Иными словами, нам придётся расстаться с традиционным представлением о биографии как о письменном дубликате человека. Можно сказать, что у Льва Бабкова вовсе не было никакой биографии, или, что то же самое, к его услугам было неопределённое количество биографий, и он вылавливал их по мере надобности, как огурцы из рассола. Повернётся ли язык назвать его правонарушителем? Как уже сказано, случай не столь юридический, сколько мистический. Если же всё-таки необходимо приискать ему место в обществе, определить его классовую принадлежность, то это будет, очевидно, нулевой класс.
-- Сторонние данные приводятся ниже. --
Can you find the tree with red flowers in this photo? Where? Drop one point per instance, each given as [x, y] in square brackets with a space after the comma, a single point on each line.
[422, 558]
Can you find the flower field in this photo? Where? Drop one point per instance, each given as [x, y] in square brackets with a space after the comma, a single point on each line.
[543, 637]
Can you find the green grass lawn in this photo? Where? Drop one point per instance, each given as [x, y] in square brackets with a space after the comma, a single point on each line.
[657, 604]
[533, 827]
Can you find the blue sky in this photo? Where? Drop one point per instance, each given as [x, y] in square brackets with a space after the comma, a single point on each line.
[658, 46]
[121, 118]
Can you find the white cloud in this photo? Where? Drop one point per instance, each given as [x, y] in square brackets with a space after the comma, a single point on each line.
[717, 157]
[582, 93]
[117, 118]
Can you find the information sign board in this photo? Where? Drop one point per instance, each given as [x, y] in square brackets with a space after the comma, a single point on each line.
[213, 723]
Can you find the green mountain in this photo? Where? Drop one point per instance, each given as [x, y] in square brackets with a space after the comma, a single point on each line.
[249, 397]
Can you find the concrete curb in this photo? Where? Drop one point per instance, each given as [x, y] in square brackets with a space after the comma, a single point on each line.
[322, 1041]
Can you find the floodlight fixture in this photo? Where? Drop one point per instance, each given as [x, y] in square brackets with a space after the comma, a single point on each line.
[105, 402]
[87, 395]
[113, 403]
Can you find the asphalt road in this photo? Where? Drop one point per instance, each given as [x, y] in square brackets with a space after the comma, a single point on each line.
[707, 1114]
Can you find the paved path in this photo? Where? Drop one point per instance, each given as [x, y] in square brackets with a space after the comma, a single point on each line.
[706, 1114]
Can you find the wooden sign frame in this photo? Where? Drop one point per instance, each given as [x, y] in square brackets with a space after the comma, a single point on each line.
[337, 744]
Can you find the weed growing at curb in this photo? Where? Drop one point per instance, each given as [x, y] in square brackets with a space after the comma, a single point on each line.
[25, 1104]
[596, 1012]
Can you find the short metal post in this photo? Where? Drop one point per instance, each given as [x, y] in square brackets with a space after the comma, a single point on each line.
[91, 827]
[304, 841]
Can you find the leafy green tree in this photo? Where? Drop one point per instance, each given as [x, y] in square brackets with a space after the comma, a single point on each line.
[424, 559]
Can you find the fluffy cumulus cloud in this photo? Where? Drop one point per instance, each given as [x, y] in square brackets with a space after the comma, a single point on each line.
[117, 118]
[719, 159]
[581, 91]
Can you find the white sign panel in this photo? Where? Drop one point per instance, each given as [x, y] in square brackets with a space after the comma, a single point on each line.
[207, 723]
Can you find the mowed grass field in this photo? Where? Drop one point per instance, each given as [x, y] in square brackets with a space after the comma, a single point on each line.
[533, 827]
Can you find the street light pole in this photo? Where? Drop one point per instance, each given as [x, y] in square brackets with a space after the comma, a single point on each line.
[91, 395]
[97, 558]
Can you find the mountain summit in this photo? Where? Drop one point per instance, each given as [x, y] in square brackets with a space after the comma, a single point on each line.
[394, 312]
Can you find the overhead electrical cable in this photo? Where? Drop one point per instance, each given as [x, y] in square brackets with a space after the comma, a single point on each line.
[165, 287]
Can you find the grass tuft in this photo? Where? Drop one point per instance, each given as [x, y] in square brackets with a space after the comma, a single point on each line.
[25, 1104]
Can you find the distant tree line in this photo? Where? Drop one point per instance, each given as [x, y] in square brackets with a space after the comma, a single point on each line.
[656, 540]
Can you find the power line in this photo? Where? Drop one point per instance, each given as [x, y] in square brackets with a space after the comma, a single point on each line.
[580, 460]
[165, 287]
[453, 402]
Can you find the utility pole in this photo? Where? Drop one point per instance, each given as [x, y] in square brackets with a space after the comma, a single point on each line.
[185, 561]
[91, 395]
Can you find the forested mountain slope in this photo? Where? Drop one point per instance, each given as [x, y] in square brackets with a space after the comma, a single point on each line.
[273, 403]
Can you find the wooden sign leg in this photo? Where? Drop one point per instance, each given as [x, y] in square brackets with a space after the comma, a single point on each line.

Странным образом нулевой класс общества ускользнул от внимания историков. Жизнь есть жизнь и растёт, как трава из расщелин асфальта, между параграфами законодательств и классификационными клетками социологических трудов. Лев Бабков не был ни богатым, ни нищим, ни трудящимся, ни паразитом, ни эксплуататором, ни эксплуатируемым, он не был рабочим, не был земледельцем, не был чиновником, равно не принадлежал ни к начальству, ни к тем, над кем начальствуют, словом, он был никем, но парадокс состоит в том, что быть никем в этом обществе означало быть всем: находясь вне общественного регламента, он, однако, принадлежал к обществу и, может быть, даже был весьма характерным его представителем. Может быть, таких Бабковых было пруд пруди, просто мы этого не знали. Может быть, они толкались вместе с нами в метро и пригородных поездах, числились на разных работах, значились в списках, в картотеках, что-то делали, куда-то спешили, а на самом деле это была видимость, на самом деле все они были социальным детритом, все были нулевой класс. Может быть, и мы с вами в конце концов угодили туда же.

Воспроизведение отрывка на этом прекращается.